As in almost every photo in the exhibit, the point is that life is not as we would have it be–the province of snapshots, smiling, happy, the perfect family.

We live in an age where secrets are not for keeping but for revealing, exploring uncovering. Better to tell the painful truth than to live the lie. That’s our contemporary culture’s motto. And that’s the point of view of nearly every one of these photographs, probing the shocking and the prurient and the not-very-nice, redefining family, childhood, sexuality, sexual identification, flesh, motherhood. In other words, they elicit a squirm response or at least a raised eyebrow response, plus some thoughts, as opposed to family snaps which elicit an aaaah and a very nice and a let’s move on to the next one.

Rineke Dijkstra
Coney Island, N.Y., USA, July 9, 1993, 1993, C-print, Edition 3/6, 62 5/8 x 50 1/2 inches (152.4 x 127.2 cm), Solomon R. Guggenheim Museum

I did find some of them most annoying. Were Robert Mapplethorpe’s photos of exposed children more about them or more about him? Clearly more about him, with a little about the subjects. How about Sally Mann’s? On the other hand, Rineke Dijkstra, represented by three large portraits of children, seemed less about exposure and more about the character of her subjects. Kolobrzeg, Poland, July 27, 1992, of two Polish boys on the beach in their underwear, seemed more about cultural norms and less about exposure–although the boys postures suggested they may have felt a bit exposed.

The parent-child interactions between Patty Chang and her parents and Janine Antoni and her parents–pieces I had seen before and accepted as is–suddenly seemed perverse to me, a manipulation that is totally one-sided. Who are these amazing parents that are willing to play their children’s extreme games?

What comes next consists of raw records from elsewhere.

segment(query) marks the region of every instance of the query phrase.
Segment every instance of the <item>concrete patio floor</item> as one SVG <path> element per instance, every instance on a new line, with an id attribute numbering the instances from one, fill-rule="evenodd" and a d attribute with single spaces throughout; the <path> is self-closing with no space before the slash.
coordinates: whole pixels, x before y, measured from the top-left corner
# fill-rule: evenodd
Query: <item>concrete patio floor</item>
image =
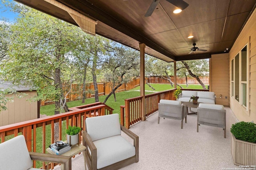
<path id="1" fill-rule="evenodd" d="M 188 115 L 180 129 L 180 121 L 161 118 L 158 113 L 130 127 L 139 137 L 139 161 L 122 170 L 224 170 L 239 168 L 233 162 L 230 128 L 237 122 L 229 107 L 226 110 L 226 138 L 222 129 L 199 126 L 197 116 Z M 125 137 L 127 137 L 125 136 Z M 129 140 L 131 142 L 132 141 Z M 54 169 L 60 169 L 56 167 Z M 84 156 L 72 160 L 72 169 L 84 170 Z"/>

Self-Portrait/Nursing by Catherine Opie
Self-Portrait/Nursing by Catherine Opie

Catherine Opie‘s Self-Portrait/Nursing, on the other hand (oh, it’s from the mom’s point of view after all, so it’s different) offers an unblinking portrait of a serious mountain of flesh and symbiotic body parts of mom and baby all in visual conversation, with a tough-girl tattoo on Opie’s arm placing the image in a specific culture at a specific time at the same time that it raises sexual identification issues. This is not the Blessed Virgin, and yet it is, at the same time that it refers to all those Tintorettos and Bouchers and seraglios with intertwining, overheated limbs.

Another self-portrait about children Gillian Wearing’s Self-Portrait at Three Years Old, completely seemed out of place in the array of overheated photos of children. Sexuality and hatred and self-hatred and love are not on the table in Wearing’s work. In this context, I would think it might be a hard leap to get to the question of what this photograph represented and why.

To put it another way, “not normal” and repositioning what’s normal is what gives a large percentage of these photos their kick, from Loretta Lux to Nan Goldin to Thomas Struth (his portrait of Gerhard Richter’s family, that ran in the New York Times Magazine section). In this company, Gregory Crewdson’s Untitled (pregnant woman/pool) looked positively normal in a red-neck sort of way.

Irradiation
A vendor’s display near Central Park.

After the Guggenheim, we walked through Central Park, looking at spring springing, people springing, etc. We passed a posse of about eight or 10 Chinese portrait artists, who were doing a brisk business. Then we passed a more traditional-looking artist with a white beard.

Liz Larner
Liz Larner, 2001, on 59th Street and 5th Avenue

After the Guggenheim, we walked through Central Park, at the south end of which we found an enormous car-painted sculpture by Liz Larner, 2001. Put there by the Public Art Fund, it looked a lot like a giant version of Patricia Piccinini’s car nuggets, except it had a sci-fi vibe. I liked looking at the auto-paint finish on the space ball. But mostly, its puzzling geometry and surface dominated any content about outer space. The Apple Store across the street was far more space-age-y. I watched as people slid by 2001 with barely a glance. It’s a little opaque for public art.

apple store
The Apple Store, across the street from Liz Larner’s space ball.

As for dinner at Peter Luger with Alex, it was 19th century, but really great, and I don’t even love steak.